Türkiye kapitalizminin krizi işçi ve emekçilerin daha fazla yoksullaşmasına ve sefaletin derinleşmesine yol açıyor. Hayat pahalılığı temel tüketim alanındaki zamlarla ağırlaşırken emekçilere dayatılan sefalet zamları, rekor seviyelere yükselen işsizlik emekçileri daha fazla yoksulluğa mahkum ediyor.
Türkiye kapitalizminin dümeninde oturan AKP-MHP koalisyonu ise bunda doğrudan sorumlu bir rol oynuyor.
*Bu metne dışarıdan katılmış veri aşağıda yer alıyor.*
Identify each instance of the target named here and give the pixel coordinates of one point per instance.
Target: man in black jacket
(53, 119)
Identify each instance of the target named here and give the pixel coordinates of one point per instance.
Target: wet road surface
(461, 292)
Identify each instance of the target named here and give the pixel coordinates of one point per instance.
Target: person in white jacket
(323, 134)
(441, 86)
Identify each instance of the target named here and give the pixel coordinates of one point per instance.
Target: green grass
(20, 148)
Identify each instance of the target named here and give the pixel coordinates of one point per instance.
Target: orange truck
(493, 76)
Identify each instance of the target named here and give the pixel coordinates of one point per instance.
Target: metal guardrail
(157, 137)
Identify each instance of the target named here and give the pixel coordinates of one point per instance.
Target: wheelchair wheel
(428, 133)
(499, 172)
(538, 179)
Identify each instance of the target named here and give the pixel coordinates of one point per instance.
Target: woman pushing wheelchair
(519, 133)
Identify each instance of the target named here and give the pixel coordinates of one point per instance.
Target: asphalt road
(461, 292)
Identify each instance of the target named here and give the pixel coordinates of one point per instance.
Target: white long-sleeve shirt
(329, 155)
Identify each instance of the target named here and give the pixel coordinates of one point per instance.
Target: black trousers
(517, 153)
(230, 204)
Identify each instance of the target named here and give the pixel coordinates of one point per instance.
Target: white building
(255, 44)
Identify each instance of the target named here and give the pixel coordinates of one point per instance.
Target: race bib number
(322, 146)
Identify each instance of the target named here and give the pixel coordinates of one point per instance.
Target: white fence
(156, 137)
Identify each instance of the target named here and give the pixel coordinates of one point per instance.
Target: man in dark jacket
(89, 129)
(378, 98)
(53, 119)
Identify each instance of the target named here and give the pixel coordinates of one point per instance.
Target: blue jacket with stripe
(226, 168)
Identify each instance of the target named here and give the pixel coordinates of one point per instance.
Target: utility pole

Sermayeye tam hizmet sunan “yerli-milli” AKP-MHP koalisyonu, işçi sınıfının ve emekçilerin hak ve özgürlüklerine yönelik sosyal yıkım saldırılarını, baskı ve devlet terörünü hayata geçirirken, bu yönde yeni düzenlemeler için de yoğun hazırlık içerisinde.
Kapitalist düzen, işçi sınıfı ve emekçileri yoksullaştırarak yaşamlarını çekilmez hale getirirken, sermayenin ve patronların zenginliğini daha da arttırıyor. Bütün bunlar servet ve sefalet arasındaki uçurumu da büyütüyor.
Servet-sefalet uçurumu 8,7 kata ulaştı
Ücretli emek sömürüsü üzerine kurulu kapitalist düzenin derinleştirdiği, “gelir adaletsizliği/eşitsizliği” denilen bu olgu, DİSK/Genel-İş tarafından hazırlanan son raporda krizle birlikte artan yoksullaşma ve sefalet ile bir kez daha gözler önüne serildi.
Raporda ele alınan başlıklardan yansıyan çarpıcı sonuçlar şu şekilde sıralandı:
-Türkiye’de en zengin ile en yoksul arasındaki gelir eşitsizliği 8,7 katı buldu.
-Türkiye’de 16 milyon kişi yoksul, 18 milyon kişi ise yoksulluk riski ile karşı karşıya.
-Türkiye’de çalışan yoksulluğu bir yılda %11 arttı.
-Kriz, 1 milyondan fazla yeni işsiz yarattı!
-İş arama süreleri uzadı, bir yıldan fazla süredir iş arayanların sayısı yüzde 31 arttı.
-İşsizlik sigortası başvuruları yüzde 48,8 arttı.
Raporda, “gelir eşitsizliği”nde Türkiye’nin OECD ülkeleri içerisinde başlarda olduğuna dikkat çekildi. Gelir dağılımı göstergesi olan Gini katsayısına göre Güney Afrika ve Meksika’dan sonra Türkiye’nin geldiğine yer verildi. Ayrıca, en zengin yüzde 20’lik kesimin gelirlerinin, en yoksul yüzde 20’lik kesimin gelirlerinin 8,7 katına ulaştığı belirtildi.